Fee Collection. Perhaps the most problematic issue for Experts is collecting fees. There are many ways for this to become an issue. The attorney may fall behind in payments, may want to pay less if a settlement is smaller than anticipated, or may not want to pay at all if the case is lost.

  • Get a written agreement which includes all of the terms and conditions and any consequences for failing to comply. In an article for Expert Witnesses, appellate lawyer, Aaron R. Larson, writes, “Your agreement with the attorney should specify that you may decline to perform additional services if the attorney has not paid your fees for prior services. “ This will allow for more security once the attorney engages the Expert. More time can be focused on the issues of the case rather than how and when the Expert will be paid.

“Hired Gun” Syndrome:  Disparaging remarks made by counsel as to the ethics of Experts Witnesses has always been a bane to the practice. Merriam-Webster’s Dictionary defines a hired gun as, “an expert hired to do a specific and often ethically dubious job.” Credibility should be the number one priority. Here are two ways to protect your professional integrity:

  • Prior to engagement, tell the attorney that your opinions will be based on the facts of the case and your testimony will not be compromised by the attorney’s desired outcome of the case.
  • Perception is everything. If an Expert only testifies on behalf of either plaintiff or defense, than the Expert risks the perception of being a hired gun.

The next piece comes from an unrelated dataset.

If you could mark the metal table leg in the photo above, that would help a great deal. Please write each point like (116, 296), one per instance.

Depositions and Trial Testimony

  • Legal Issues – Have an understanding of the legal issues in the case. Regardless of your expertise, the legal issues may vary from case to case. For example, a Biomechanics Expert may have to opine in a case regarding an injury. This injury may be negligent or intentional. In such a case, it is important to differentiate between the two legal causes of action.
  • Do Not Interrupt – In order to have an accurate record, allow each person to finish before you speak.
  • Silence Is Your Friend – Only answer the questions asked. Never offer more information than is required. If counsel asks a “yes” or “no” question, only answer with a “yes” or a “no.” Do not add fluff to fill the silence.
  • Think Before You Speak ­– Take time to form an answer before you begin speaking. It is better to pause and be comfortable in the silence than to give an unsupported answer. If you do not understand the question, ask for clarification.
  • “I Don’t Know” – If an Expert is caught off guard with new or hypothetical facts that have not yet been analyzed, it is better to answer, “I don’t know,” rather than state an unsubstantiated opinion that can damage the case.
  • Check Your Ego at the Door – Experts are most effective when they are likeable! An Expert is more likely to be persuasive if they are well-liked.
  • Simplicity is Key ­– Make complex explanations understandable.